The best way I see it, that mainly accounts for Telefonica’s consolidated companies, leaving the VMO2 J.V. to drive important upside. Now, Telefonica’s Brazilian and German companies are listed on their respective inventory exchanges, so gauging their worth is comparatively easy because the market has already offered a view. Telefonica Brasil trades for round 4.7x ahead EBITDA as per Looking for Alpha, whereas Telefonica Deutschland trades on a a number of of round 4.2x. This accounts for slightly below 40% of Telefonica’s complete enterprise worth after adjusting for minority stakes. Attaching a 4.7x a number of to the HispAm section, according to Brazil, captures one other ~13%, leaving round 50%, or ~€28 billion, for the Spanish enterprise. That equates to a a number of of round 6x OIBDA, which appears to be like cheap for a market-leading incumbent with stable profitability. The very best incumbent telecoms companies in Europe, KPN (OTCPK:KKPNF)(OTCPK:KKPNY) and Swisscom (OTCPK:SCMWY)(OTCPK:SWZCF), commerce in extra of seven.5x, so 6x for the Spanish enterprise doesn’t look costly.

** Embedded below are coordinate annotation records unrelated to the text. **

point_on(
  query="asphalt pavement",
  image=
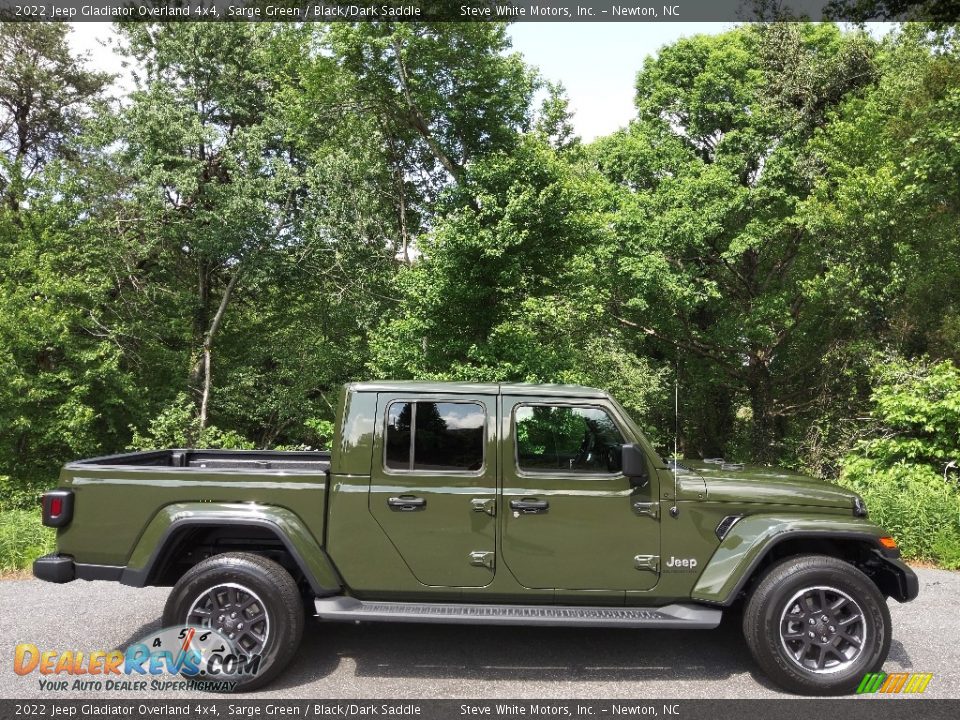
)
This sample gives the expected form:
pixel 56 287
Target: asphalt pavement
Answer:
pixel 443 661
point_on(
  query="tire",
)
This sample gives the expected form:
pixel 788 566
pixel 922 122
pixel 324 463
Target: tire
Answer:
pixel 272 601
pixel 777 625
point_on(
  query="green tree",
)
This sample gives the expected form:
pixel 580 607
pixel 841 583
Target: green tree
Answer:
pixel 708 182
pixel 45 94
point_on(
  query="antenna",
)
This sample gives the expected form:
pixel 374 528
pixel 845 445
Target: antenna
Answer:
pixel 675 510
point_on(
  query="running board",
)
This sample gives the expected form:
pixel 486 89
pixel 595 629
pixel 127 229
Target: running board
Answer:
pixel 693 617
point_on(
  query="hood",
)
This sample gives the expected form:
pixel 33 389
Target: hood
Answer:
pixel 773 486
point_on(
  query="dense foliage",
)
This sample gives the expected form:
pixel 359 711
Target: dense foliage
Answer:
pixel 277 209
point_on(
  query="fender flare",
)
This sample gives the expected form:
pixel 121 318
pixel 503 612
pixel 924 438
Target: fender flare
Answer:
pixel 159 535
pixel 751 539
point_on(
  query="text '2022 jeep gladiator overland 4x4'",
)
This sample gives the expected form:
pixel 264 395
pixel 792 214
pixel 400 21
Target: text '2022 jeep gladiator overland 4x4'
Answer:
pixel 486 503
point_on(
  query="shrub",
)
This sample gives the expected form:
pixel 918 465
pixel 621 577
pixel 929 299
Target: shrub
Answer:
pixel 23 539
pixel 904 470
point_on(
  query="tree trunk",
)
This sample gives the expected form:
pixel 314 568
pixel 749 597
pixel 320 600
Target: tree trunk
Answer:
pixel 760 390
pixel 208 348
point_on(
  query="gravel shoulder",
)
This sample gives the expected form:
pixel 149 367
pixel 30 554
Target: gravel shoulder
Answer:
pixel 437 661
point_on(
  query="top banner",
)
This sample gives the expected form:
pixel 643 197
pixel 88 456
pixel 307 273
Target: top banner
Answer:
pixel 946 11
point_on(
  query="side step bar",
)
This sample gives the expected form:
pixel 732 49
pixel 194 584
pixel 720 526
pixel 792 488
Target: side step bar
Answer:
pixel 693 617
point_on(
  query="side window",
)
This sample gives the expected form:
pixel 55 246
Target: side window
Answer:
pixel 439 436
pixel 573 439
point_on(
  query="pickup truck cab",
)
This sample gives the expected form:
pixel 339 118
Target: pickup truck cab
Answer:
pixel 487 503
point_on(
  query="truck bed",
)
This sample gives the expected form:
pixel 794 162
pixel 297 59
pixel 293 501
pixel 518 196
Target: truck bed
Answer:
pixel 256 461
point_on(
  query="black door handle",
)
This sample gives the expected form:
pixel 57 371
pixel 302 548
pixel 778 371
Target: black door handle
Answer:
pixel 530 507
pixel 406 503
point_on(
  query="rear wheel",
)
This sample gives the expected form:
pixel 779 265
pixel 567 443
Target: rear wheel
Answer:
pixel 817 625
pixel 248 599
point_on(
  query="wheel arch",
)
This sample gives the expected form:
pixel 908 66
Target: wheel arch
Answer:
pixel 163 551
pixel 756 543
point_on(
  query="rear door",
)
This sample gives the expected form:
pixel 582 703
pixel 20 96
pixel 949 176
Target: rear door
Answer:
pixel 571 519
pixel 433 485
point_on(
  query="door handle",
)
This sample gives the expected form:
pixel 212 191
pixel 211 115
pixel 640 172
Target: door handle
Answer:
pixel 530 507
pixel 648 509
pixel 406 503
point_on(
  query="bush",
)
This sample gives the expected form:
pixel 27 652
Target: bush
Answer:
pixel 23 539
pixel 903 471
pixel 21 494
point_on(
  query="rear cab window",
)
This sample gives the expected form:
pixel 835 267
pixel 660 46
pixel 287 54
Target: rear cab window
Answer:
pixel 435 436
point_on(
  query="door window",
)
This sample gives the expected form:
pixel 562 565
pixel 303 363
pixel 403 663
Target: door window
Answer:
pixel 435 436
pixel 567 439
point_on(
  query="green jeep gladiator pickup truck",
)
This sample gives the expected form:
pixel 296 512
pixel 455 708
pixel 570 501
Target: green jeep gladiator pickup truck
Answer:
pixel 487 503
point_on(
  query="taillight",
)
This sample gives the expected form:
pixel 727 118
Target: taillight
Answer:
pixel 57 508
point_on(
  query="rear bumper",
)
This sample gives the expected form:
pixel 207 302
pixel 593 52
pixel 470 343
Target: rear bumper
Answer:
pixel 54 568
pixel 61 568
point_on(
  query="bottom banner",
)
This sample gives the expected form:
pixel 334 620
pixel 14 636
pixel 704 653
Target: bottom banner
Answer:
pixel 859 708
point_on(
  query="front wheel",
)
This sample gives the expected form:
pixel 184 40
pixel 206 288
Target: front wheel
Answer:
pixel 248 599
pixel 817 625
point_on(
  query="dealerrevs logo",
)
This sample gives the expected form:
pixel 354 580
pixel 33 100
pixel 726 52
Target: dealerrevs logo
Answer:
pixel 203 658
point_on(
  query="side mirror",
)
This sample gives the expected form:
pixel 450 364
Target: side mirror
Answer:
pixel 634 465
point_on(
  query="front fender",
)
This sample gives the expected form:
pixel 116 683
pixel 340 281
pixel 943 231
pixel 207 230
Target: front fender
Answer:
pixel 288 528
pixel 750 539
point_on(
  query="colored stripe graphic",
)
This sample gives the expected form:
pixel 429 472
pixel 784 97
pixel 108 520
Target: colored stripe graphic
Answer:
pixel 894 683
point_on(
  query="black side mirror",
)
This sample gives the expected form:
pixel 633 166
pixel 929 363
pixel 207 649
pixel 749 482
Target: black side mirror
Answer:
pixel 634 465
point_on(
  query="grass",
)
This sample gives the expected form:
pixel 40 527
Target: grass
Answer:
pixel 22 540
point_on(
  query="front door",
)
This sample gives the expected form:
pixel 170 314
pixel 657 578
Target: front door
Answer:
pixel 433 485
pixel 571 519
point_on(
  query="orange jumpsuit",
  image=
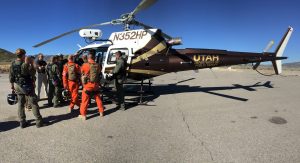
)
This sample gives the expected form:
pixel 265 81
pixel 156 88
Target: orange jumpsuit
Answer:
pixel 72 86
pixel 90 86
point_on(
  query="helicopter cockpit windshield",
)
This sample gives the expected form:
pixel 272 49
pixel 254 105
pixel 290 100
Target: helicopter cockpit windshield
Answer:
pixel 100 55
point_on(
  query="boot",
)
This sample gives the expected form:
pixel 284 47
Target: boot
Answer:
pixel 23 124
pixel 39 124
pixel 82 117
pixel 101 114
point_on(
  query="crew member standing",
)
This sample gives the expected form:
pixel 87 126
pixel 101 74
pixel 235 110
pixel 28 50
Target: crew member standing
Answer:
pixel 41 76
pixel 71 80
pixel 21 76
pixel 90 80
pixel 55 96
pixel 119 75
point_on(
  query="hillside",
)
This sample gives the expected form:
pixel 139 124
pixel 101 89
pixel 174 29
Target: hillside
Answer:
pixel 6 56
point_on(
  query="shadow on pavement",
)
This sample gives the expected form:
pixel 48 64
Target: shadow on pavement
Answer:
pixel 58 118
pixel 9 125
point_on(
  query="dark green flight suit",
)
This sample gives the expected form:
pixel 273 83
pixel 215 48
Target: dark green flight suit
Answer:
pixel 119 74
pixel 55 87
pixel 23 76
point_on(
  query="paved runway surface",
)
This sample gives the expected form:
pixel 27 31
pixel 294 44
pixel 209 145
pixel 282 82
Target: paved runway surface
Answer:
pixel 192 117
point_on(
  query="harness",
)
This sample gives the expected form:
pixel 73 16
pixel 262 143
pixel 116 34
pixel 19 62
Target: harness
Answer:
pixel 19 76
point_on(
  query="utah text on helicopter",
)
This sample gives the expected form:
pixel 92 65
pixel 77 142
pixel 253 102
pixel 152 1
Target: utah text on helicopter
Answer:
pixel 150 52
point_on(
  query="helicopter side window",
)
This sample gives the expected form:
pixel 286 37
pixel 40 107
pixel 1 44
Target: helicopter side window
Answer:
pixel 112 57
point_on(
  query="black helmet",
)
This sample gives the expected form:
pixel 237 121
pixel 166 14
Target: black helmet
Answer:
pixel 66 95
pixel 12 99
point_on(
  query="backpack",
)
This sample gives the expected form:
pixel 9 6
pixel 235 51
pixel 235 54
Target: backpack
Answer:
pixel 17 71
pixel 71 72
pixel 93 73
pixel 49 71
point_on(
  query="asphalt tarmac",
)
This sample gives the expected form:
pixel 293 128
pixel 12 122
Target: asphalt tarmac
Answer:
pixel 219 116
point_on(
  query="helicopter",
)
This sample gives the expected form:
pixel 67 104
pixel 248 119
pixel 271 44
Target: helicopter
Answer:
pixel 150 52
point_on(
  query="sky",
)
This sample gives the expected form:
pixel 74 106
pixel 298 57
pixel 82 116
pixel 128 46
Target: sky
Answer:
pixel 236 25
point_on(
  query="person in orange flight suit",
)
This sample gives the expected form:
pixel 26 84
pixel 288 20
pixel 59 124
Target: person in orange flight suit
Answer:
pixel 71 81
pixel 90 73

With the above accounting for Telefonica’s enterprise worth, this leaves VMO2 to drive upside to honest worth. Cable firms usually commerce on greater multiples for the explanation I set out earlier, specifically that they’ve much less onerous CapEx necessities by way of upgrading their networks. VMO2 can also be a converged participant, bringing extra advantages described above. A a number of according to U.S. cable firms like Comcast (CMCSA), Charter (CHTR) and Altice USA (ATUS) wouldn’t be unreasonable, which as per Looking for Alpha commerce within the 7-8x EBITDA area. On the lower-end of that vary and adjusting for web debt and Telefonica’s share of the JV, the fairness can be price an additional ~€0.90 per share (~$1 per ADS) to Telefonica. Including that to the present inventory value will get me to a good worth of simply over €4.70 per share (~$5.15 per ADS), implying round 25% upside to honest worth. In consequence, I connect a Purchase ranking to Telefonica inventory.
Dangers
Telefonica’s enterprise comes with quite a few dangers. Forex is maybe the obvious, with the ADSs priced in {dollars} however the enterprise producing gross sales and earnings in EUR, GBP, BRL and varied different LatAm currencies. Its rising markets operations arguably current further foreign money threat although inflation and foreign money depreciation, and this represents a fabric a part of Telefonica’s total enterprise. Moreover, the telecoms sector is often extremely aggressive and tightly regulated, each of which may materially have an effect on profitability. As telecoms providers are largely commoditized, there could also be little that Telefonica might do to offset strain to its earnings energy ought to it encounter these headwinds.